The eight returned callables are async functions with `__name__` set to `reasoning`, `code`, `anti_deception`, `memory`, `adaptive_reasoning`, `adaptive_code`, `adaptive_anti_deception`, `adaptive_memory`.

## Wire contract

```
POST https://api.ejentum.com/harness/
Headers: Authorization: Bearer <key>, Content-Type: application/json
Body:    { "query": <string>, "mode": <one of 8 mode strings> }
Response (200): [ { "<mode>": "<injection string>" } ]
Response (401|403|429): { "error": "..." }
```

Full wire contract, field structure of an injection, DAG syntax, and a canonical dynamic-vs-adaptive comparison on the same query are documented in the [ejentum-mcp README](https://github.com/ejentum/ejentum-mcp#wire-contract).

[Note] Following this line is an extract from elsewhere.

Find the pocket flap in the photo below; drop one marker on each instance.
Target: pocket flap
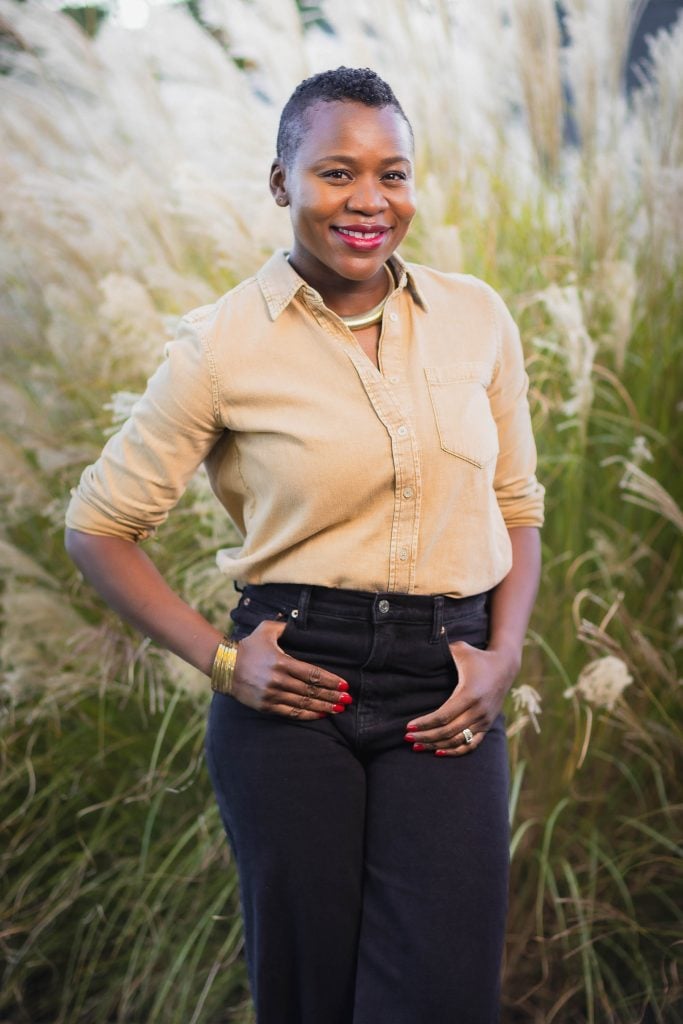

## ejentum-mcp alternative

The same eight tools are hosted as an MCP server at `https://api.ejentum.com/mcp`. AutoGen has MCP server support that consumes the endpoint with Bearer auth.

## Compatibility

- Python 3.10+
- `autogen-core>=0.4.0`
- `httpx>=0.27.0`

Works with AutoGen v0.4+ (the Microsoft + Berkeley async refactor). The legacy `pyautogen` (v0.2.x) uses `register_for_llm` / `register_for_execution` decorators rather than `AssistantAgent(tools=[...])`; this package does not target the legacy SDK.

## License

[MIT](./LICENSE)


## Measured effects

The Ejentum harness is benchmarked publicly under CC BY 4.0 at [github.com/ejentum/benchmarks](https://github.com/ejentum/benchmarks):

- **ELEPHANT** sycophancy: 5.8% composite on GPT-4o (40 real Reddit scenarios)
- **LiveCodeBench Hard**: 85.7% to 100% on Claude Opus (28 competitive programming tasks)
- **Memory retention**: 50% fewer stale facts served (20-turn implicit state changes)
- Plus per-harness numbers across BBH/CausalBench/MuSR, ARC-AGI-3, SciCode, and perception tasks

Methodology, scenarios, run scripts, and raw outputs are all in-repo.